Em contrapartida, o aumento do custo de vida não diminui: a passagem de ônibus saltou 250% de um dia para o outro em Buenos Aires, os medicamentos somaram um aumento anual de 326% em janeiro e, apenas no último mês, os alimentos básicos, como pão e leite, aumentaram 43% e 37%, respectivamente.
Yanina Salto, empregada doméstica de 42 anos do sul de Buenos Aires, faz quatro viagens por dia.
"Agora sei o que é caminhar", contou à AFP, enquanto come um sanduíche no ponto de ônibus. "Antes eu gastava 12 mil pesos mais ou menos, desde o aumento gasto 26 mil (cerca de 30 dólares ou 147 reais)" por mês.
Luis Domínguez, funcionário público de 47 anos, contou algo semelhante: "Vá ao supermercado e veja o litro de leite. Tudo é dolarizado, menos os salários e as aposentadorias".
"Vemos que há um incômodo geral", acrescentou Domínguez, mas segundo ele, "devemos deixar o presidente governar".

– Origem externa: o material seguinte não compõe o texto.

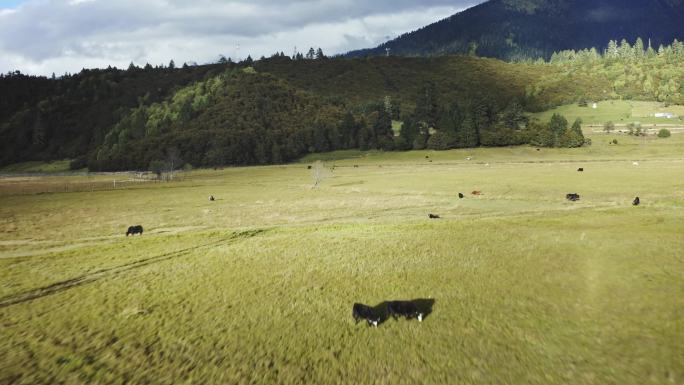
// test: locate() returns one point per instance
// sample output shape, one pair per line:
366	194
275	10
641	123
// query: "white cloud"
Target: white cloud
45	36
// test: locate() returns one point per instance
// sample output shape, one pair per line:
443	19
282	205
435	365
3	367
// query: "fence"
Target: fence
67	183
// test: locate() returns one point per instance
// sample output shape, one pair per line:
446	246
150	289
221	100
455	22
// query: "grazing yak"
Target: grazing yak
365	312
132	230
405	309
572	197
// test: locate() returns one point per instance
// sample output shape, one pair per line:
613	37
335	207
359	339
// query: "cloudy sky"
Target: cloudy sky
46	36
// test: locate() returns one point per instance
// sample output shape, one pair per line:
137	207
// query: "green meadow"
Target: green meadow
620	112
257	286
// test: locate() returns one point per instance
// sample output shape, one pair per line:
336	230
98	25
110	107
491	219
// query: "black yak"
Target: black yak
406	309
132	230
361	311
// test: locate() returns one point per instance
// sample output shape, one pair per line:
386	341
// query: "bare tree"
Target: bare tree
173	160
318	173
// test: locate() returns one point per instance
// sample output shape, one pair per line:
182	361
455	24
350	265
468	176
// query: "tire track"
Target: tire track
58	287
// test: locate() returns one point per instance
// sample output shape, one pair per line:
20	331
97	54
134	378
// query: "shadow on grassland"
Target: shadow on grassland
30	295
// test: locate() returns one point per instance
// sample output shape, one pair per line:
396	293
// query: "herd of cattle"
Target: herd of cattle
395	309
375	315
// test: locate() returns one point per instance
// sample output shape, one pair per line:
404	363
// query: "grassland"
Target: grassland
38	167
257	287
620	112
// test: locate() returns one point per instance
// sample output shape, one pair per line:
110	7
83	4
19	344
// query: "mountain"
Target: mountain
530	29
278	109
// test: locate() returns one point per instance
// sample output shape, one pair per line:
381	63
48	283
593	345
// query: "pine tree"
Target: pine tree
612	51
639	48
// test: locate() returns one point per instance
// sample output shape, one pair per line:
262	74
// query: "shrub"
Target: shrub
82	162
664	133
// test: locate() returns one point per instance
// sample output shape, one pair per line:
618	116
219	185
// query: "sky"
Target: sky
42	37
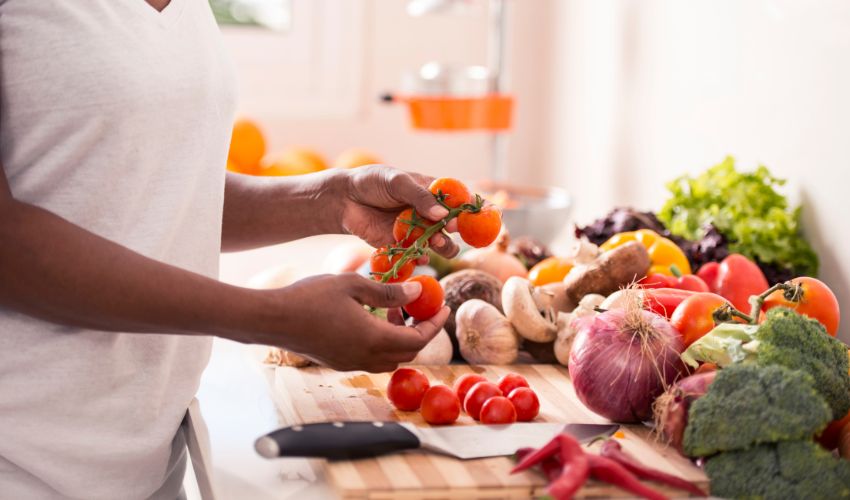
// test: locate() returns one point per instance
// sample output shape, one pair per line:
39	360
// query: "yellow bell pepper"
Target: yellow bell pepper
662	251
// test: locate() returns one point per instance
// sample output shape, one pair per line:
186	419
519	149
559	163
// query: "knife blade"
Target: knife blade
349	440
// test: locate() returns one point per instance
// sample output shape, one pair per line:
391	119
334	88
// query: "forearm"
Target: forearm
55	270
260	211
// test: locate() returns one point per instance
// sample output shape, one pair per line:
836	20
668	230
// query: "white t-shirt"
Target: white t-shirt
116	117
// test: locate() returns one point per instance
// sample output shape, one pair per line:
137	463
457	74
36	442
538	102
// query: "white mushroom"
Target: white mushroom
529	310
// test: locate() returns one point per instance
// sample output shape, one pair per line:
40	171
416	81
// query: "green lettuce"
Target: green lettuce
746	208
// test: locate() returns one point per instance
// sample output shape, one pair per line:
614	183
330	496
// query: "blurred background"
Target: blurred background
611	99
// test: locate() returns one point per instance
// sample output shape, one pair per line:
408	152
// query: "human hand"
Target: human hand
323	318
373	197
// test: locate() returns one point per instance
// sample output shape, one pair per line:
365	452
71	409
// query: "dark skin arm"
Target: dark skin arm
95	283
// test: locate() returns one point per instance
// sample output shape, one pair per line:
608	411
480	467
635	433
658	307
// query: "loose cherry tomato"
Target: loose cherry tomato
406	388
477	395
693	318
440	405
549	270
454	192
525	402
406	233
498	410
816	301
510	382
381	262
430	300
465	382
481	228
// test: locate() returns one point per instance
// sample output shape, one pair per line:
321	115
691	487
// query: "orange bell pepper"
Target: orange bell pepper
663	253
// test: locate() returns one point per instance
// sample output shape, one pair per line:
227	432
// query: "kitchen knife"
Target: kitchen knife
346	440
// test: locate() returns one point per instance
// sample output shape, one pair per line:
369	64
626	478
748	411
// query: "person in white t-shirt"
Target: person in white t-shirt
115	119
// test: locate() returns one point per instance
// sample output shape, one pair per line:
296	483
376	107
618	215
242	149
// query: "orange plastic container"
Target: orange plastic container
493	112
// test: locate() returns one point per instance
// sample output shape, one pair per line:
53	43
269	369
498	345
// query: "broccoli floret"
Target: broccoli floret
800	343
789	469
748	405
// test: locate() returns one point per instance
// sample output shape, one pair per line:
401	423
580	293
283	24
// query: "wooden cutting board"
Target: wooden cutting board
308	395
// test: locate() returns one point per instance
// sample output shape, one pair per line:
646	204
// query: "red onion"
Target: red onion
671	408
622	359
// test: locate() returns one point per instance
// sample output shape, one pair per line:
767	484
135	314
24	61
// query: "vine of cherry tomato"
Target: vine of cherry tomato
430	300
481	228
816	301
454	192
382	262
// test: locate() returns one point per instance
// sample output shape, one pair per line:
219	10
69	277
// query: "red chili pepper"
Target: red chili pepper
614	451
537	456
611	472
664	301
575	471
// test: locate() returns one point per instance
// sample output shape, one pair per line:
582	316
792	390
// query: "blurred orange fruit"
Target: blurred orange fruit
247	147
356	157
294	161
549	270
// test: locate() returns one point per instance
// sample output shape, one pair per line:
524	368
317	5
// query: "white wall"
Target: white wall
649	90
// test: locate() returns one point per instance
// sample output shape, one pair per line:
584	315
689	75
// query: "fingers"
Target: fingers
372	293
406	190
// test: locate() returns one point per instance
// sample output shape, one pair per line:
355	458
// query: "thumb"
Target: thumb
408	191
376	294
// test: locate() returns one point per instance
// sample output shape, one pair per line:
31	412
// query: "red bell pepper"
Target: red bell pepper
736	278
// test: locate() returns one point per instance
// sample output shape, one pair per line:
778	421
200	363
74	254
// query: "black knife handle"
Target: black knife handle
338	440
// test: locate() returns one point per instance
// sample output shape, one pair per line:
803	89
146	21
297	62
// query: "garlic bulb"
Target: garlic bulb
436	352
484	335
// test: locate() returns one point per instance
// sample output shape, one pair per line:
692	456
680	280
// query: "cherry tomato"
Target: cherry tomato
816	301
430	300
455	193
498	410
465	382
381	262
693	318
525	402
406	388
402	232
481	228
510	382
477	395
440	405
549	270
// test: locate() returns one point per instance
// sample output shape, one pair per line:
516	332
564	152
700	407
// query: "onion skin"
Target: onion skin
617	372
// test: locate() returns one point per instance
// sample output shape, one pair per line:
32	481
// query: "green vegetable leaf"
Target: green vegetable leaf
747	209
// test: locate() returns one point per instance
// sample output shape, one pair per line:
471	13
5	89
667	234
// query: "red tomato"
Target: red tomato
430	300
525	402
406	388
454	192
498	410
440	405
511	381
481	228
465	382
381	262
693	318
477	395
816	301
405	233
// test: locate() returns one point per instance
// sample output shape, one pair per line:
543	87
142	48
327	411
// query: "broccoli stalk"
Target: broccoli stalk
747	405
788	469
784	339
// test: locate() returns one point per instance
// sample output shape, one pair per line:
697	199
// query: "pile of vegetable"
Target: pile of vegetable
724	211
508	400
567	466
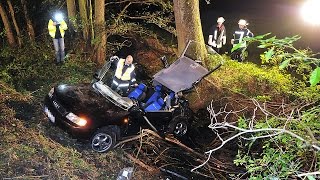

- Primeiro superávit em 12 anos -
O presidente ultraliberal, que tomou posse sob o lema "No hay plata" ("Não há grana", em tradução livre), implementou um ajuste fiscal superior ao recomendado pelo próprio Fundo Monetário Internacional (FMI), com o qual se comprometeu a terminar 2024 com um superávit das finanças públicas de 3% do PIB.
Em janeiro, a Argentina registrou o seu primeiro superávit mensal em 12 anos, enquanto as reservas internacionais enfraquecidas aumentaram de 21 bilhões de dólares para 27 bilhões de dólares (103,5 bilhões de reais para 133 bilhões de reais).
Mas o economista Salvador Vitelli, da empresa Grupo Romano, considera que "este resultado fiscal inusitado" se explica por uma queda nos gastos do governo de cerca de 39,4%, como observou em sua coluna iProfesional. Esta é "a maior contração anual em três décadas", graças aos cortes nas aposentadorias, nos subsídios aos transportes e energia e nos salários, explicou Vitelli.
O partido no poder confia no apoio da opinião pública, embora as pesquisas mostrem que a imagem positiva de Milei está começando a ruir.
"Para nunca mais vermos os mesmos velhos rostos, as pessoas estão dispostas a bancar (tolerar) isso", disse o deputado pró-governo Martín Menem.
Mas para outros, como o líder sindical Moyano, isso "acaba com as pessoas indo para as ruas para defenderem o que têm".